Размер шрифта
-
+

Произвол - стр. 38

Мои надежды на освобождение были уничтожены ранним утром шестого дня. Зайдя в камеру, надзиратель оставил передачу от Загорского: фанерный чемодан, пальто, ботинки, брюки, свитер, белье, зубной порошок со щеткой, мыло, хлеб, колбасу, сыр, шоколадные конфеты и пять тысяч рублей.

– Не спать! На выход!

Ох уж этот требовательный голос, вырывающий из поверхностного, мучительного, полного странных и тревожных видений сна, который застал меня, когда я сидела на табурете, прислонившись к стене. Я подняла тяжеленную голову и почувствовала головокружение. В проеме мелькнула спина конвоира – ах, он уже уходил, а мне нельзя медлить, ни в коем случае нельзя! Кряхтя, как старуха, я вскочила с табурета и побежала за ним – ну как побежала, поплелась быстрее обычного.

Вряд ли я теперь отличалась от того горбача. Ноги шаркали по полу, и я не находила сил поднимать их выше, чтобы подошва обуви перестала задевать ковер-дорожку. Спина скрючилась. В горле пересохло. Я сглотнула, но слюны не было. Веки липли друг к другу, когда я моргала. Глаза болели и чесались. Тошнило – от голода, от стресса, от переутомления, от жизни.

Казалось, что в коридоре сегодня холоднее, чем в предыдущие дни. И еще сыро, очень сыро. Меня прошиб озноб, поползли колючие мурашки.

Стук ключей. Навстречу шли! Прозвучал приказ. Вздрогнув, я скорей прижалась к стене всем телом: и лбом, и животом, и коленями. Опустила голову так низко, как могла, аж шея заболела. Зажмурилась на всякий случай. Лишь бы конвоир не заподозрил, что подглядываю.

Молчал – выходит, не сердился. Повезло.

Шаги удалились.
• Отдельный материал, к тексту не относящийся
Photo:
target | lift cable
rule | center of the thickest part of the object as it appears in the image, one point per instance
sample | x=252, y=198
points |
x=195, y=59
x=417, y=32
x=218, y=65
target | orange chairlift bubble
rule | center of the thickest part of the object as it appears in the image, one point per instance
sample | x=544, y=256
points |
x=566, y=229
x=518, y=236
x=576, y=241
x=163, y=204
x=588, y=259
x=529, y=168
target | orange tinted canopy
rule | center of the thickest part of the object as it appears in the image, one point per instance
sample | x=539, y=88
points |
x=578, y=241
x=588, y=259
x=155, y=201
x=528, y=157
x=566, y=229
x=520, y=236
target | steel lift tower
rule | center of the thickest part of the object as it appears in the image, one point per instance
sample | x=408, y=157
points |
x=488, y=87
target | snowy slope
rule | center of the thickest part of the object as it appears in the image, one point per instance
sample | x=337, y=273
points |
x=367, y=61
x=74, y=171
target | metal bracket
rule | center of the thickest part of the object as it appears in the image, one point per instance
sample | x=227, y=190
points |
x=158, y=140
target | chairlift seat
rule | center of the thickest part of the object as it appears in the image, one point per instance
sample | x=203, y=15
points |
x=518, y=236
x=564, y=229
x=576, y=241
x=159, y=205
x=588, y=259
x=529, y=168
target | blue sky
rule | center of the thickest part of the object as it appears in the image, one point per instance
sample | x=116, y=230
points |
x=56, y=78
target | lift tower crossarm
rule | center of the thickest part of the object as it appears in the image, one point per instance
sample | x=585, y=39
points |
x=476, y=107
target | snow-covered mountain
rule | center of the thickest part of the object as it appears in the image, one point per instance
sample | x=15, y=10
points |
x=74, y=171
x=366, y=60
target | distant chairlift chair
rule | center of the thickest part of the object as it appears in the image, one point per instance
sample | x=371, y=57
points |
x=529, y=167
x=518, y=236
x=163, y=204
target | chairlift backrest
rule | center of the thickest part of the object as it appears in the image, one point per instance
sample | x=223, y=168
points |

Я стояла ни жива ни мертва, и только когда чекист велел продолжить путь, посмела отлепиться от стены. Налево! Мы свернули за угол и оказались на лестнице. «Почему лестница… – не понимала я. – Раньше был лифт. Всегда лифт. Ну и пес с ним».

Мышцы ног отяжелели, точно их набили гирями. Я споткнулась о ступеньку, ударив голые пальчики, и ругнулась на свои ни в чем не повинные босоножки. Некстати вспыхнуло очередное головокружение, в глазах закружились звездочки. Я схватилась за макушку, восстановила равновесие. С опаской покосилась на своего спутника. Его не прогневала заминка. Хорошо…

Вот она, лестничная клетка, конец моих страданий. Из груди вырвался облегченный выдох. Чекист кивнул своему сослуживцу, дежурившему на этаже, и повел меня дальше. Вокруг маячили офицеры – холеные, румяные, надменные. Я плутала между ними, как юродивая в кругу блистательных дам и кавалеров. «Хлебушку, что ли, выклянчить», – старалась я рассмешить себя. Не получилось – лишь сильней раззадорила голод. В животе заурчало, накатила злоба.

Чуть не прикрикнула на конвоира: живей, мне надо к обеду успеть! Но я не прикрикнула – боялась, ударит. И неважно, что этого я видела впервые. Все они были для меня на одно лицо, даже так – на одну руку.

Остановившись у белоснежных дверей, эмгэбэшник осторожно постучал. С той стороны раздалось одобрительное бормотание. Меня втолкнули в кабинет. Тут было тепло, просторно, уютно, совсем не сыро; только слишком ярко, глаза с непривычки резало. Я убрала спутанные сальные волосы с лица и зевнула, сама ощущая исходившую от меня вонь.

– Добрый вечер, Нина! – обратился ко мне хозяин кабинета. Он вальяжно сидел прямо на огромном столе, покрытом зеленым сукном.